Hi Amal, I am trying to learn training the OpenNLP APIs. But i am having issues doing that. By default SentenceDetector API splits the sentences if the sentence ends with a full stop. Now i want to train the API so that it will split the sentences ending with semi-colon as well.
I tried doing it by running a sample file and generating a train model, but i am getting the error as “The maxent model is not compatible with the sentence detector!”
I am assuming there is some problem with the sample file itself but not sure what the problem is.
Can you please help me in resolving this? My requiremen tis that i want to train the SentenceDetector API to split sentences ending with semi-colon also.
Regards,
Vinu
hai boss ..i need to create a program for read a text file and split it into sentences ..I applied the above code ..but unfortunately i cause error ..help me pls boss ..
Please post the error.
Sorry boss ..i got the output ..thank u…………………..so much …………………
🙂
thank you so much…I really appreciate it
I get an error with sentenceDetector:
cannot find symbol
symbol: class SentenceDetector
location: class Sentence
Surround with …
Hi I am creating one project which need various language support like german , spanish etc. so how can i use opennlp tokenizer ? I tried with changing the bin file but it is not giving right output.

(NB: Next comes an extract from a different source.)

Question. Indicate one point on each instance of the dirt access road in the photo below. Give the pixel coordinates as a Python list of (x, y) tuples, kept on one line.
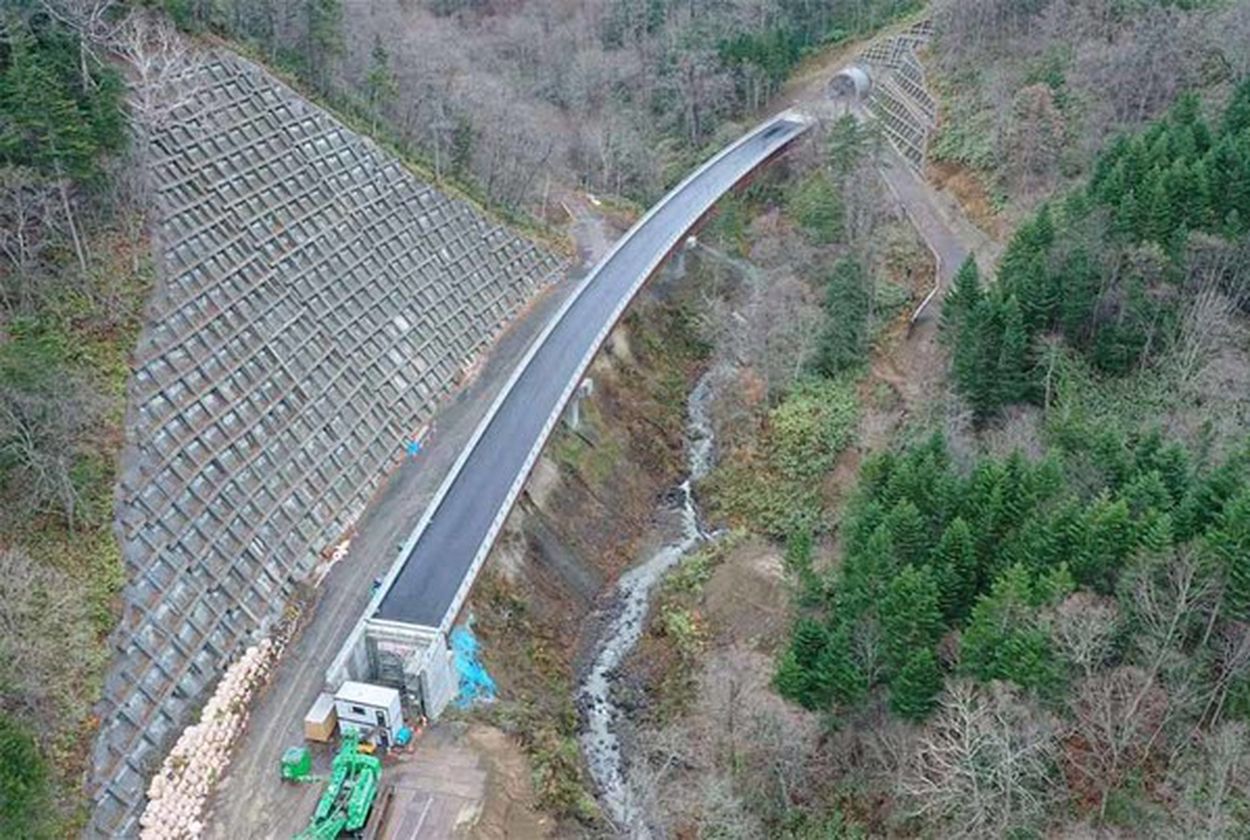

Anyhelp would be appreciated ….
Try using GATE.
Hi Jose, I placed “en-sent.zip” in my class path. But my class file is not able to recognize SentenceModel and SentenceDetector
/*
InputStream is = new FileInputStream(“en-sent.bin”);
SentenceModel model = new SentenceModel(is);
SentenceDetectorME sdetector = new SentenceDetectorME(model);
*/
Please extract the zip file, then add it to the classpath. Sorry for the delay in response
InputStream is = new FileInputStream(“en-sent.bin”); shows file not found exception. “en-sent.bin” is there in classpath
What are all the set up do I need to make to use apache opennlp. Please can anyone help me how to use this program. Kindly tell me the a-z things I need to do to run the program in eclipse. So that people who are beginners like me will be easily understand. Pls help asap.
Hie, thanks for your tuto ! is it possible to train a new model for Arabic sentence detector ? once again thank you !